Alors, action éducative ou aventure militaire ? That’s the question. D’autre part Michel Foucaut a bien montré que la domination ne vient pas seulement de la pyramide mais aussi de multiples réseaux, dont, à un moment donné, nous pouvons être les agents. Alors que faire ? Pour Ronald Creagh, il n’y a pas de lutte finale mais une multitude de luttes partisanes sur différents fronts. II y a eu aussi des déplacements au sein de l’imaginaire anarchiste, avec l’idée de fracture plutôt que celle de révolution. Enfin l’espérance révolutionnaire n’est plus fondée sur la science mais sur un fantastique, sur un imaginaire.

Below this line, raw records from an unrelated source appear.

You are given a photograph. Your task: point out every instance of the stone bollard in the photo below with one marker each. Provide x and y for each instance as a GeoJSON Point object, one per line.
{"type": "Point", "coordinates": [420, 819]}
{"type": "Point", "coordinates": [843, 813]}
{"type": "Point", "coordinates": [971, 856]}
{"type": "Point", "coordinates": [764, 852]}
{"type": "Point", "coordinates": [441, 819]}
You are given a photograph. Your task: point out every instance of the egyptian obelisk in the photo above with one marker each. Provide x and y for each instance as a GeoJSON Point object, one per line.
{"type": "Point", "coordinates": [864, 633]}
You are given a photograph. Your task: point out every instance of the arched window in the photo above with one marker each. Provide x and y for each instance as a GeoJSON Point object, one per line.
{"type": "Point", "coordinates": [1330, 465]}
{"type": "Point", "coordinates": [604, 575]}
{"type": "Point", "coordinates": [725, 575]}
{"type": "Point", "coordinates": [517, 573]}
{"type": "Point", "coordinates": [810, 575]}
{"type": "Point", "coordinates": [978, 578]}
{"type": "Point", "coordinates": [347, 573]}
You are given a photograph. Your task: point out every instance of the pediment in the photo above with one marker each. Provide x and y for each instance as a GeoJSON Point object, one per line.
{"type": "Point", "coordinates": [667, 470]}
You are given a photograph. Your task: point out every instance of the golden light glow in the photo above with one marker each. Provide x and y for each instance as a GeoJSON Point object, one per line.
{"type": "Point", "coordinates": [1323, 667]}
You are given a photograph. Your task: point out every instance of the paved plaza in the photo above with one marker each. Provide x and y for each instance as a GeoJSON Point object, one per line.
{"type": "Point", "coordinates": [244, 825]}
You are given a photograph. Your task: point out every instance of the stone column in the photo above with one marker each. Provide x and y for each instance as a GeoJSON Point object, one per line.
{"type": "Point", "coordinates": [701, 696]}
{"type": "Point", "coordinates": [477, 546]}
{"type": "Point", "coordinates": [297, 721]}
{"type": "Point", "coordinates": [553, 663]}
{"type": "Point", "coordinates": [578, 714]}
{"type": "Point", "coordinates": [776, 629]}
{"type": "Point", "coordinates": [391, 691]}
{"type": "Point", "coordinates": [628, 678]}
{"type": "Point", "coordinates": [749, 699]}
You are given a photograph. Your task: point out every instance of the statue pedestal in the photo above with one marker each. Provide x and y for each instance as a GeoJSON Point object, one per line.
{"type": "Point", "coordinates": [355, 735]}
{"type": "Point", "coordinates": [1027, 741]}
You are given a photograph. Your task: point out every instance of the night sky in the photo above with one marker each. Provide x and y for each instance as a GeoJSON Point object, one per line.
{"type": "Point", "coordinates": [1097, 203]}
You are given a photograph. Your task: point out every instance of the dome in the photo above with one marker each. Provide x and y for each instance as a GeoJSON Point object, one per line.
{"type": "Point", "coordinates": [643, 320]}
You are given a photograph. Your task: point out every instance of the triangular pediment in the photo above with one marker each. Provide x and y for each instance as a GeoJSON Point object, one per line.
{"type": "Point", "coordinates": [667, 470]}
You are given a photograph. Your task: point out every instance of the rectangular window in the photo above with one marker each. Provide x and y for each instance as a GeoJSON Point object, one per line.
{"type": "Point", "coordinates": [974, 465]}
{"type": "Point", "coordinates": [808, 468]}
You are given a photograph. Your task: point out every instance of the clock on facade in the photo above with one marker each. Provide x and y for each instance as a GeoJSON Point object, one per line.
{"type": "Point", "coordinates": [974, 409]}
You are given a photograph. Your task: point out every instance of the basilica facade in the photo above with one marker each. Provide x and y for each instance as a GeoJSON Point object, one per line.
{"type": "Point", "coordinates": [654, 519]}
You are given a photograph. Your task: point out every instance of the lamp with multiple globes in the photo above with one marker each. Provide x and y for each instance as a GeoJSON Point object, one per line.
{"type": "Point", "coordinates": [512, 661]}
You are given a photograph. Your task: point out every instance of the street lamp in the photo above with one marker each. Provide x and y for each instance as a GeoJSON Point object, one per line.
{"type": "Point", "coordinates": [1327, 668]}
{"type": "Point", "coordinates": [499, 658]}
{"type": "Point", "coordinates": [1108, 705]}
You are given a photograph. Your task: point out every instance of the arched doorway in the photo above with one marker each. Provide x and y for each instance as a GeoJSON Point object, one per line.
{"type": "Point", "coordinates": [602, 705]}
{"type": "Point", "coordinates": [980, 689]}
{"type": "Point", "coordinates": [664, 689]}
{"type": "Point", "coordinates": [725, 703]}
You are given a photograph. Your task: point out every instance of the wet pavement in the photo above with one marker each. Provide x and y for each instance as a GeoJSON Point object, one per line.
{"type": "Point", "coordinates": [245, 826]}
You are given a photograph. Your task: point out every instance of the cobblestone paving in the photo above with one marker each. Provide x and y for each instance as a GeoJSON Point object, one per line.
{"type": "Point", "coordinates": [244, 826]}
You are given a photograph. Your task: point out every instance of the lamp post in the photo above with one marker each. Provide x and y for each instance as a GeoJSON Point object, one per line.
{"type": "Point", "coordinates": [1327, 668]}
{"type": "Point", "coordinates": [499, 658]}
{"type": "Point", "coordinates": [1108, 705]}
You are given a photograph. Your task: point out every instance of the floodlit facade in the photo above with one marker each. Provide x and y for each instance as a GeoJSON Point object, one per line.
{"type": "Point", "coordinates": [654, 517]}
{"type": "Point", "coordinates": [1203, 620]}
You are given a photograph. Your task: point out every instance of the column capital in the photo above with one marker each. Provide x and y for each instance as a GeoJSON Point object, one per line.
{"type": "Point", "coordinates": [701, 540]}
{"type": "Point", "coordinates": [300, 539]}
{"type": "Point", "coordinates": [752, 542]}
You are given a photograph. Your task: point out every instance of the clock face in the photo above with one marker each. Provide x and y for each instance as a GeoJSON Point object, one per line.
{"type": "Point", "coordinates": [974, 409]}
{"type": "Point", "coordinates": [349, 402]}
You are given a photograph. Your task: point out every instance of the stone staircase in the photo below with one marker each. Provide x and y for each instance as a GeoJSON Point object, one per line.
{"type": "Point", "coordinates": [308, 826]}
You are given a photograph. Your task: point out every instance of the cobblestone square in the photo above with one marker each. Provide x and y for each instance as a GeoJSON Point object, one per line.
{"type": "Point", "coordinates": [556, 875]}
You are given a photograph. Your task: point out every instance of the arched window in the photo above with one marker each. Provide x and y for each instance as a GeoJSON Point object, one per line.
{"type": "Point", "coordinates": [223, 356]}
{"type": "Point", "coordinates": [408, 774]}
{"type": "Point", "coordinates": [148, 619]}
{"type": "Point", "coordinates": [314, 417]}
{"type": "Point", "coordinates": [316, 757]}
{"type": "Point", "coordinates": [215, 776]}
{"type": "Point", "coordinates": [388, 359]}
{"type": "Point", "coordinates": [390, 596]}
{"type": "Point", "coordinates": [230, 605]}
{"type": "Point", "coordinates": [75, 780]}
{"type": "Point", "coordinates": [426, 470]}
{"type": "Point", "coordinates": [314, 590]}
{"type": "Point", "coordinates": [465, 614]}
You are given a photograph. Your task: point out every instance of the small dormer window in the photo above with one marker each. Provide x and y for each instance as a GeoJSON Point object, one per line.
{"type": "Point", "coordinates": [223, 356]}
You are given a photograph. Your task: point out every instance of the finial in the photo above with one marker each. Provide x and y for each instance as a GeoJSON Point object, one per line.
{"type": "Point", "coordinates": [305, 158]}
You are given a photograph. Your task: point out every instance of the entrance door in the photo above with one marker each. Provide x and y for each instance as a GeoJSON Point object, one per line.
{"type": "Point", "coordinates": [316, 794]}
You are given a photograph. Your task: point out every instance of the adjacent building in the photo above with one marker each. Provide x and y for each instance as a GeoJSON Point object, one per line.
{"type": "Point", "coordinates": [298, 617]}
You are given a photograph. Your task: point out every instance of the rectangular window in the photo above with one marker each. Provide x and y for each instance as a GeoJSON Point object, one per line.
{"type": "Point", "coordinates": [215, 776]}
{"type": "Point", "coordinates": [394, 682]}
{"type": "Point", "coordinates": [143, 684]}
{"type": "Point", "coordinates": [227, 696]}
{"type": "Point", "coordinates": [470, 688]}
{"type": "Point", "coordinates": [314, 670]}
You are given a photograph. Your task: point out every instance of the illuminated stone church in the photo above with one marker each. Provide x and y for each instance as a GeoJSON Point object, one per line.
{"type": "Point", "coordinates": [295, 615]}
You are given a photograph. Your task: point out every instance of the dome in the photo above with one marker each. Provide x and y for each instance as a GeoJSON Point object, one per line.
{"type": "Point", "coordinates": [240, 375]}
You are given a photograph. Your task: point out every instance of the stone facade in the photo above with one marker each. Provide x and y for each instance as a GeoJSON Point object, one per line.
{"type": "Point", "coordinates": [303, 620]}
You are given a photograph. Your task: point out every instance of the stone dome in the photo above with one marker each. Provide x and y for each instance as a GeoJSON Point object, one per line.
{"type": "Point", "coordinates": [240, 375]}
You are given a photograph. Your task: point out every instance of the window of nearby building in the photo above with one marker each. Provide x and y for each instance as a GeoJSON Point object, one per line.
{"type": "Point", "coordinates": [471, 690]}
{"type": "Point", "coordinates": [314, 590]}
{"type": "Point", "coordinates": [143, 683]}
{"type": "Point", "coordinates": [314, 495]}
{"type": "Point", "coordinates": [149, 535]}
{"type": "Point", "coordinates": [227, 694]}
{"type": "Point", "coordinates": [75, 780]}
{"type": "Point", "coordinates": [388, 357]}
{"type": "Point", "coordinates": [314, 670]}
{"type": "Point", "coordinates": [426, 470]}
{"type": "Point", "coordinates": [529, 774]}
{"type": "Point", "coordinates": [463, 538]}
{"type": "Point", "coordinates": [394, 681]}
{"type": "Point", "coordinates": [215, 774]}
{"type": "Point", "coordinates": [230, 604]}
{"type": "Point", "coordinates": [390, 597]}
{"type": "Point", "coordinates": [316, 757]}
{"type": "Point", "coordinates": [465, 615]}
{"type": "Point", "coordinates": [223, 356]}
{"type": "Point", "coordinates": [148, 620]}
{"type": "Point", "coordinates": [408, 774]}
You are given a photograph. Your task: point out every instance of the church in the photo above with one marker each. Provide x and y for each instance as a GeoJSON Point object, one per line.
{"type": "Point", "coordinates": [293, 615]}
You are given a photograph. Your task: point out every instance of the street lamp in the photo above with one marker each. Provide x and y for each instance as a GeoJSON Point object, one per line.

L’anarchisme a trois défis à relever, celui de l’exclusion, celui chu tiers monde et celui du travail. C’est sur ces trois terrains qu’il devra trouver un nouvel ancrage.
Roger Dadoun et l’approche psychanalytique
Roger Dadoun, lui, est revenu plus précisément à la problématique du colloque : qu’est ce que la culture ? Qu’est une voie libertaire dans ce domaine ? Où est le point d’origine dans laquelle elle s’ancrerait ? Partant d’une contradiction relevée par d’autres intervenants, à savoir que la culture c’est quelque chose qui en impose et qu’être libertaire c’est refuser de s’en laisser imposer, Dadoun a remonté la piste libertaire et son rapport à la culture.
D’abord, il y a deux manières d’être cultivé. Je peux connaître la théorie anarchiste, m’insérer dans un créneau universitaire en tant que spécialiste mais n’être pas anarchiste. Ou bien ma culture libertaire peut résulter de mon implication dans le mouvement. C’est de cette culture-là que parle Dadoun. Mais là, tout se complique. Citation de Fernand Pelloutier : « L’art de se cultiver est de cultiver les autres pour qu’ils puissent se gouverner eux-mêmes ». Se gouverner soi-même. Qu’est-ce que le soi-même ? Autrement dit, qu’est-ce que le sujet ? Qu’est-ce qu’être homme ? Dadoun nous renvoie à Freud, à éros et thanatos, c’est-à-dire la pulsion de mort. Au centre de l’individu, le corps et la sexualité qui le règle et le dérègle. Renvoi sur Reich. Et nous arrivons à l’autorité, au pouvoir, qui a un rapport avec la pulsion de mort par la jouissance que procure le pouvoir pour le pouvoir r. En français, ce terme est ambigu puisqu’il désigne deux réalités différentes : une autorité qui repose sur la compétence et une autre autorité qui est l’expression du commandement. C’est celle-ci surtout, que met en cause l’esprit libertaire. Ce qui amène aussi a une remise en cause de soi-même, retour à la case départ. Être soi même, se remettre en cause ? Oui, mais ça n’est pas suffisant, il y a aussi le Surmoi, les pressions de l’inconscient, le moi idéal des fantasmes plus ou moins profonds, le préconscient... autant d’obstacles pour être soi-même. Même si on arrive à les franchir il reste le problèmes des relations avec autrui, avec les institutions, avec les organisations, avec les pouvoirs, qui font obstacle au développement de soi-même. D’où conflit, d’où nécessité de subversion. Tout passe donc par la politique. Mais Dadoun montre bien que la piste libertaire conduit à un point extrême, par ce qu’elle exige d’accomplissement de l’individu et d’accomplissement politico-social.
Le prochain colloque aura lieu dans deux ans et s’intitulera : « Les incendiaires de l’Imaginaire ».